Has anyone seen this before? 
Thanks
Debra


----------



## Sheri (Oct 11, 2008)

I'm glad you took him to the vet! But sorry the vet doesn't know what it is and that his treatment isn't working. Poor Henry! I'd try another vet! 

Let us know how he does.


----------



## Tux's Mom (May 24, 2016)

I would search for a vet with dermatological expertise if possible. Even if you had to take photos and email across the country it would be worth getting to the bottom of the mystery sooner than later.


----------



## krandall (Jun 11, 2009)

I agree. A board certified dermatologist is in order. I don't want to worry you unnecessarily, but there is a skin infection in dogs called MRSP, which is related to MERSA in people, though not as bad. But it is often seen on dogs' faces, and does require antibiotics to treat. But it needs to be the RIGHT kind of antibiotics, because, like MERSA in humans, it is Meticillin resistant which also means it is resistant to other, commonly used ABX.
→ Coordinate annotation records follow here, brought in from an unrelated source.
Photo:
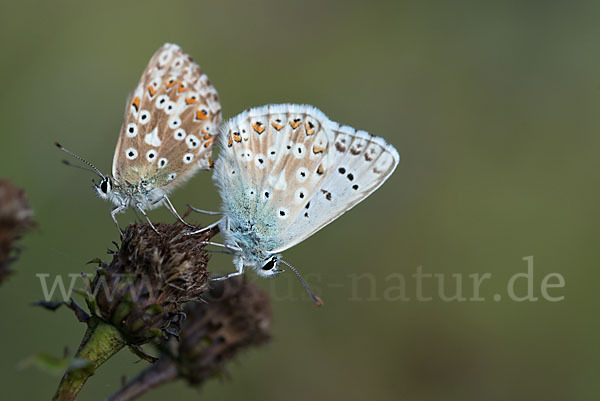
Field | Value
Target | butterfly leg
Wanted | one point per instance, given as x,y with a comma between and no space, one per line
172,210
139,207
113,212
207,228
204,211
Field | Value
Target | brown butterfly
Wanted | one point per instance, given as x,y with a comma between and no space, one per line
167,136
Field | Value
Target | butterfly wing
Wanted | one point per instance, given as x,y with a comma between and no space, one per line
279,170
170,122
Two separate dogs who train in our area have been DX'd with this in recent months. One was very sick, and required hospitalization before they figured out what it was. The other dog was just chronically sore, scabby, and itch on his face and feet for MONTHS, and treated ineffectively for months before a board certified dermatologist figured it out and got him on the right ABX. He will have to have extended ABX treatment, but he, too, is now on the road to recovery.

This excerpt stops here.